W.r.t. support for owl:sameAs, this can be easily addressed by a preprocessing (select a single representative for every equivalence class of IRIs)
* Algorithm 4: What does operator ++= do?
* Sec. 5.4: The presented grammar looks very impressive, but is it really necessary?
* Sec. 5.7, page 16, "two atom items": What are atom items?
* Sec. 5.7, page 16, sim_t: What if s1=s2, but p1!=p2? From the definition it follows that sim_t=1, but it seems counterintuitive. Also, given two variables, say ?c and ?d, does ?c=?d hold? Both answers are justifiable and this should be explained in the paper.

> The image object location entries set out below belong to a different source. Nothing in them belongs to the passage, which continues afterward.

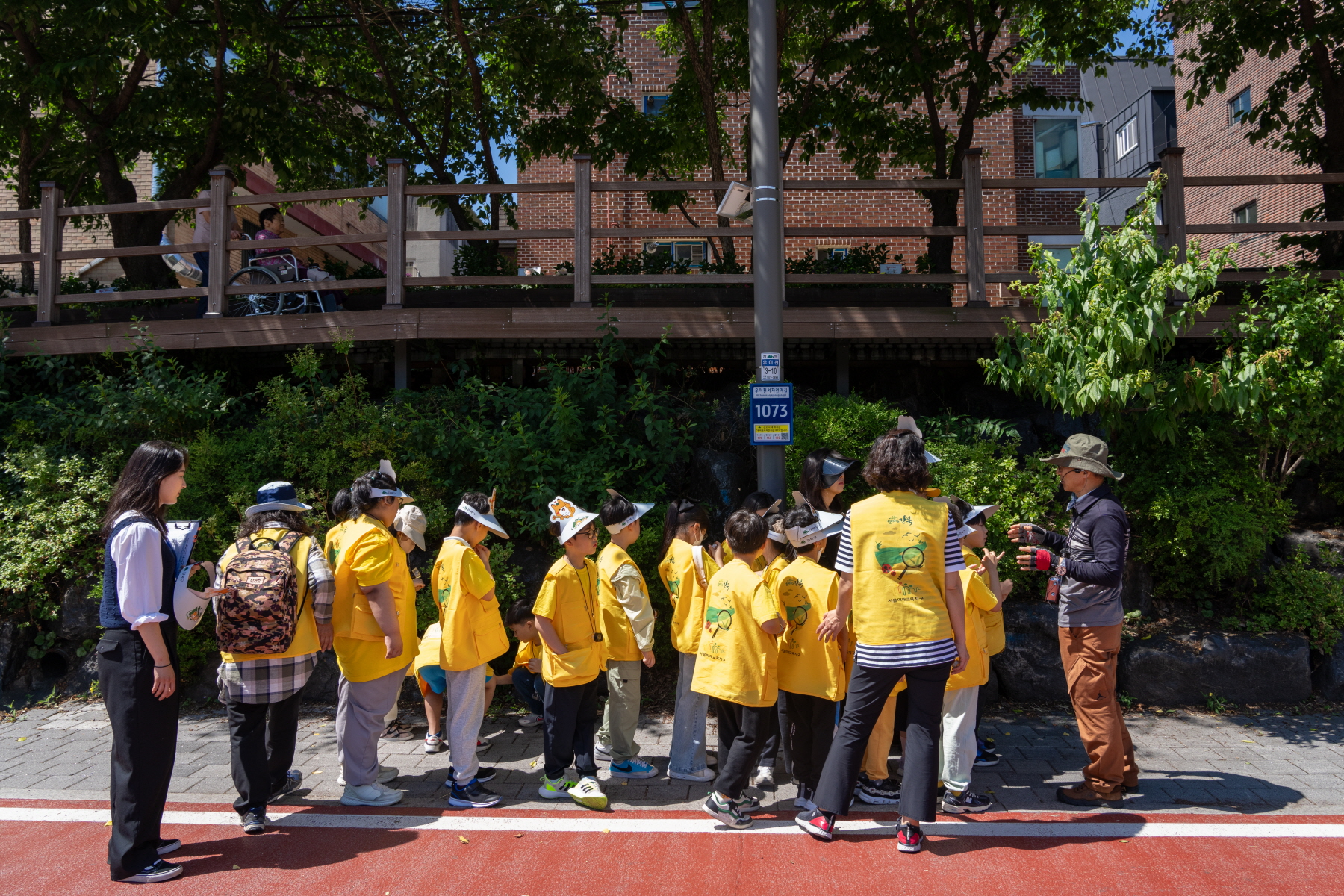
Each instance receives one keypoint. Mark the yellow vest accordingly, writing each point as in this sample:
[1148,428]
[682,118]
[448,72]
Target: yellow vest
[898,588]
[305,626]
[808,665]
[616,626]
[573,593]
[473,630]
[980,600]
[679,575]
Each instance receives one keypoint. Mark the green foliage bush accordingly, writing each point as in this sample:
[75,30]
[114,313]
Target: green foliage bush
[1201,514]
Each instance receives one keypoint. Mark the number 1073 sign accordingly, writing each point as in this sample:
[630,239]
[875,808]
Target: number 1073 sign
[772,414]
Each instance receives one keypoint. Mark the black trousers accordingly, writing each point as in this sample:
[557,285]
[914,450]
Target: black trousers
[144,744]
[569,718]
[868,691]
[812,723]
[261,746]
[742,735]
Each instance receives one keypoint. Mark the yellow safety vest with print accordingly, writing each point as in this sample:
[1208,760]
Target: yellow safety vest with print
[898,588]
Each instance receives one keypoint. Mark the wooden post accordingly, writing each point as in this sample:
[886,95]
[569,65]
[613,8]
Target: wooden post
[582,230]
[221,225]
[396,234]
[1174,199]
[974,214]
[49,269]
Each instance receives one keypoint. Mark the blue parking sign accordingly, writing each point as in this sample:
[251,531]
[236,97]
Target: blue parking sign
[772,414]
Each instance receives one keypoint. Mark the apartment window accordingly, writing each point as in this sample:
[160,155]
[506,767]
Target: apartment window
[1057,147]
[682,252]
[1127,139]
[1239,108]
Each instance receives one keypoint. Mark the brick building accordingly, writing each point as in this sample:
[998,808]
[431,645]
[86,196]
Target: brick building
[1018,143]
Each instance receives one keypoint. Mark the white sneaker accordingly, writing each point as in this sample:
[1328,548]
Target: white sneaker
[588,793]
[370,795]
[386,775]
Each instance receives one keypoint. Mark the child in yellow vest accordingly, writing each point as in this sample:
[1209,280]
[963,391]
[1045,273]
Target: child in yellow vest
[959,700]
[472,635]
[738,665]
[526,673]
[628,635]
[374,620]
[573,653]
[685,571]
[812,671]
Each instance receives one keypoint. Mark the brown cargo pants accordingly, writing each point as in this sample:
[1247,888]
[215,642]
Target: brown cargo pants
[1090,656]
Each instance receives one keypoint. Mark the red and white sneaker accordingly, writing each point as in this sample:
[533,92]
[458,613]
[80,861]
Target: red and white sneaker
[816,824]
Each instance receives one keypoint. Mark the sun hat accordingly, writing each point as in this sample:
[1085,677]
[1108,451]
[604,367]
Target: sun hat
[277,496]
[570,516]
[411,523]
[1085,452]
[640,509]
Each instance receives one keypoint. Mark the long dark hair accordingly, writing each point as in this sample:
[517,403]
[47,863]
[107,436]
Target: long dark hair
[682,512]
[897,462]
[273,520]
[137,487]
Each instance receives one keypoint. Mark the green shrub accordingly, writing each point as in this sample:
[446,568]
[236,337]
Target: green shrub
[1298,598]
[1201,514]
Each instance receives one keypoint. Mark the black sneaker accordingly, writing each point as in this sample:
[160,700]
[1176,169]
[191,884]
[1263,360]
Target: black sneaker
[473,797]
[293,778]
[878,793]
[161,871]
[965,801]
[255,821]
[726,812]
[816,824]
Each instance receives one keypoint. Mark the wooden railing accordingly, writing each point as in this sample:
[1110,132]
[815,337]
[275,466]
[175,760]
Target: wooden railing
[974,231]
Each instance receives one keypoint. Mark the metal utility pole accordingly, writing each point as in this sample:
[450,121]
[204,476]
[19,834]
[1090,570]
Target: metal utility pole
[766,220]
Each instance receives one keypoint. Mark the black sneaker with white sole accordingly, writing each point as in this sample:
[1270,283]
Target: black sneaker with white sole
[473,797]
[965,801]
[161,871]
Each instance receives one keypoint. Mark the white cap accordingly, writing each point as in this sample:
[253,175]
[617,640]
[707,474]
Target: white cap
[570,516]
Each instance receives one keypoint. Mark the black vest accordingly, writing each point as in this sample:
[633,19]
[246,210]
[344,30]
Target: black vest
[109,613]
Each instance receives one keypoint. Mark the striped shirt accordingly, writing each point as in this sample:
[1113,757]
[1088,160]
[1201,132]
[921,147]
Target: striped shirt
[918,653]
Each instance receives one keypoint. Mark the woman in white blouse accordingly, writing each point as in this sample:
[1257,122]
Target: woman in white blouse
[137,660]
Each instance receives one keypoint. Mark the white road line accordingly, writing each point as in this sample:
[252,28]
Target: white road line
[626,825]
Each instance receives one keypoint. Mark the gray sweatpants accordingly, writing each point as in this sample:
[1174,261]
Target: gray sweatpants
[359,722]
[621,716]
[464,709]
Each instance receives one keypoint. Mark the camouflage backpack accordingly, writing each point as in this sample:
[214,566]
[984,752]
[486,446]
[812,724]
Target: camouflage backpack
[261,613]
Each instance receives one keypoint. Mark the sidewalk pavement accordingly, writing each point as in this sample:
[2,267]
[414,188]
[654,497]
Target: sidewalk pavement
[1265,765]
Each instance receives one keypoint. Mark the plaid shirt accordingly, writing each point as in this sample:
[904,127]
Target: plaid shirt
[275,680]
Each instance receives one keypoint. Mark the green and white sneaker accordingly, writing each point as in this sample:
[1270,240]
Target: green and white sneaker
[557,788]
[586,793]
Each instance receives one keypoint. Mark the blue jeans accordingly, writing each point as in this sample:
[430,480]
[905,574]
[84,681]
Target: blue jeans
[688,723]
[530,688]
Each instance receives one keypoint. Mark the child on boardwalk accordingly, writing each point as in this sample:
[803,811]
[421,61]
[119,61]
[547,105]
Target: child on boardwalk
[737,665]
[812,671]
[573,655]
[628,633]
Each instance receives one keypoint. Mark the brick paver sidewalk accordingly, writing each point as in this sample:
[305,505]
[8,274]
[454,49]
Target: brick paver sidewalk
[1191,762]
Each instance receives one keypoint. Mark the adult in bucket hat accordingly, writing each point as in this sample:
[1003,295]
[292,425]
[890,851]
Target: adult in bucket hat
[1090,566]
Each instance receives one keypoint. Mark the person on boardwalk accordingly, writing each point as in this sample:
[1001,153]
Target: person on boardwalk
[573,655]
[262,684]
[628,633]
[1090,567]
[898,561]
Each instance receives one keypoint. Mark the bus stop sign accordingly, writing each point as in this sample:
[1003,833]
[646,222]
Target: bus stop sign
[772,414]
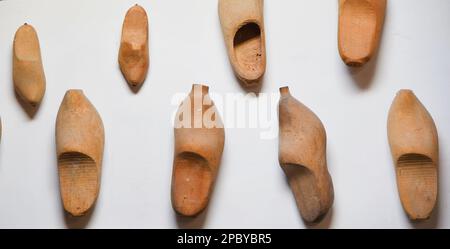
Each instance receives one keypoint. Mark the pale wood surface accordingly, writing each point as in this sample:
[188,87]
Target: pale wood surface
[28,71]
[360,26]
[414,144]
[303,157]
[80,140]
[198,153]
[134,51]
[244,34]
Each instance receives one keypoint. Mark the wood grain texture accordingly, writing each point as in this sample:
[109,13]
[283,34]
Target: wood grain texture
[360,26]
[244,34]
[79,147]
[413,139]
[28,71]
[198,152]
[134,51]
[302,156]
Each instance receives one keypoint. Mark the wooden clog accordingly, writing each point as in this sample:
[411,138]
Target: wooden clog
[243,29]
[413,139]
[28,72]
[360,26]
[199,143]
[302,156]
[79,148]
[133,53]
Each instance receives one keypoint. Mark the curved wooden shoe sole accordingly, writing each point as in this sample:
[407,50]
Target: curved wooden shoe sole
[198,151]
[360,25]
[79,144]
[243,28]
[28,71]
[414,145]
[192,183]
[133,53]
[302,156]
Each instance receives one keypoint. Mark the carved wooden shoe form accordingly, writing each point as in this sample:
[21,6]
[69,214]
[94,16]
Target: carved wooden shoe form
[243,29]
[133,53]
[360,25]
[414,145]
[199,142]
[79,148]
[28,72]
[302,156]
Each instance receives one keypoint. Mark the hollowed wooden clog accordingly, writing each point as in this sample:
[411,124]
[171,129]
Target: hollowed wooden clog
[133,53]
[79,148]
[413,139]
[243,29]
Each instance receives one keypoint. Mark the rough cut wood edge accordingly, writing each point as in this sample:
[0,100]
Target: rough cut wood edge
[244,34]
[198,152]
[28,71]
[360,27]
[134,51]
[79,148]
[302,156]
[414,144]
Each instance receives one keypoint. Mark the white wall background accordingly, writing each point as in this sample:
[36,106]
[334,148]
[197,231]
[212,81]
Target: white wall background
[80,41]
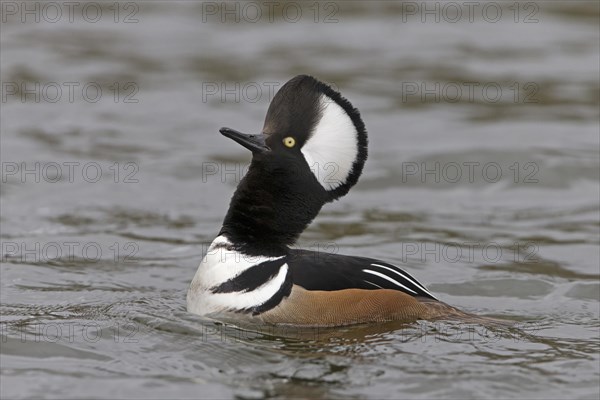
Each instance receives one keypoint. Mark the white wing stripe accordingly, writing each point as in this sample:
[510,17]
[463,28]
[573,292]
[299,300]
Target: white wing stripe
[387,278]
[417,284]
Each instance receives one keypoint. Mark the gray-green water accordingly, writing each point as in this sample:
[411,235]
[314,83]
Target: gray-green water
[482,181]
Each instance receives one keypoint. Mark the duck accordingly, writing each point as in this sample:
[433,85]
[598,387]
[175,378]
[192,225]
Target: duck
[311,151]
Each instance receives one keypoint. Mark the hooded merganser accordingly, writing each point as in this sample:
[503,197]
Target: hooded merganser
[311,151]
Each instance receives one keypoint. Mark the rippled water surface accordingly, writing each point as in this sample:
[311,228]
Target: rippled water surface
[482,181]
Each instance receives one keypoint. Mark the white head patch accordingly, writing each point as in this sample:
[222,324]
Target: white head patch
[332,147]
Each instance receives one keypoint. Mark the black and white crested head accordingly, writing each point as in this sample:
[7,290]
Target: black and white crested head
[325,127]
[311,151]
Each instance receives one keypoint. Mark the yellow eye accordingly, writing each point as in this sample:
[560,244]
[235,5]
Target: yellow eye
[289,141]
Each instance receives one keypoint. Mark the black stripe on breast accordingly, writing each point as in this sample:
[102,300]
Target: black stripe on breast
[282,293]
[250,279]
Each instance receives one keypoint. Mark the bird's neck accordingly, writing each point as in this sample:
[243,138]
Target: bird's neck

* Sec. 5.7, sim_r: I find this definition a bit surprising. I imagine the following situation:
r1= A1 ^ A2
r2 = B1 ^ B2
and the following similarities: sim_a(A1, B1)=1 sim_a(A2, B1)=2/3 sim_a(A1, B2)=0 sim_a(A2, B2)=0
And now sim_r(r1, r2)=1/2*[max(1, 0)+max(2/3, 0)]=5/6 which is pretty strange given that half of r2 is completely different from anything in r1.
* Figure 3: Possibly a set of rules for ranking is not a figure?
* Sec. 6.5, paragraph Constraints: I don't get it. Patterns are described in details as a contribution to the algorithm, whereas constraints are only mentioned in the description of implementation. Why is that?